La maledizione della conoscenza

Nick Ramage. Fingers

Se qualche volta ti hanno (o ti sei) sorpreso a tamburellare con le ditta sul tavolo, la lettura di questo post ti sarà, forse, più congeniale.
Elizabeth Norton si laureò (1990) in psicologia a Standorf con un’interessante tesi. Scelse un gruppo di “tamburellatori” e un altro di “ascoltatori”. Ai primi consegnò una lista di 25 canzoni conosciutissime, tra cui “Happy Birth-day to You”, l’inno nazionale statunitense, ecc. Il compito dell’ascoltatore era d’indovinare, dai colpetti ritmici delle ditta, la canzone che il “tamburellatore” stava interpretando. Il primo risultato è stato che su 120 canzoni gli ascoltatori ne indovinarono il 2,5%, cioè 3 canzoni. La seconda conclusione è quella veramente sconvolgente.  La Newton aveva chiesto ai “tamburellatori” di fare una previsione riguardo la probabilità che gli “ascoltatori” indovinassero la canzone “tamburellata”: essi previdero che le probabilità erano del 50%. Loro credevano che potevano far passare il messaggio 1 volta su 2, di fatto riuscirono (riuscirono?) 1 volta su 40. Il “tamburellatore”, che ha in testa la canzone suonata magari dalla London Symphony Orchestra, all’inizio si diverte, magari per poi infastidirsi, al vedere quanti sforzi fa l’ascoltatore per indovinare un motivo così semplice, conosciuto e addirittura ben interpretato. Da parte loro, gli ascoltatori, non possono non guardare con certa pietà ai disperati “tamburellatori”, che ansiosi e concentrati, magari con la lingua fra i denti, propongo un incomprensibile linguaggio Morse. Il problema è che alcuni sono in possesso di una conoscenza (la canzone) che non gli permette di capire cosa provano gli altri che non la possiedono.

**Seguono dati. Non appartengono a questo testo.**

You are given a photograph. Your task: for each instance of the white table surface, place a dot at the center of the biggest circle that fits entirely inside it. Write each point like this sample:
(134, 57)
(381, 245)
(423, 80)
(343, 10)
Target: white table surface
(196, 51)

Questa è la “maledizione della conoscenza” che una volta che la possediamo ci rende ciechi senza sapere che lo siamo e ci dimentichiamo di come eravamo prima di averla acquisita.  Questo concetto e altri sperimenti sono stati annoverati nel volume dei fratelli Chip Heath & Dan Heath: “Why Some Ideas Survive and Others Die. Made to Stick” (Random House, 2007). Soprattutto quando sappiamo molto una cosa dovremmo fermarci un attimo, tamburellare un po’ con le dita sul tavolo (anche se non è di buona creanza) e considerare che non è che ci sia un mondo fuori e un altro dentro, in modo soggettivo e relativistico, se non che “tutto” è dentro.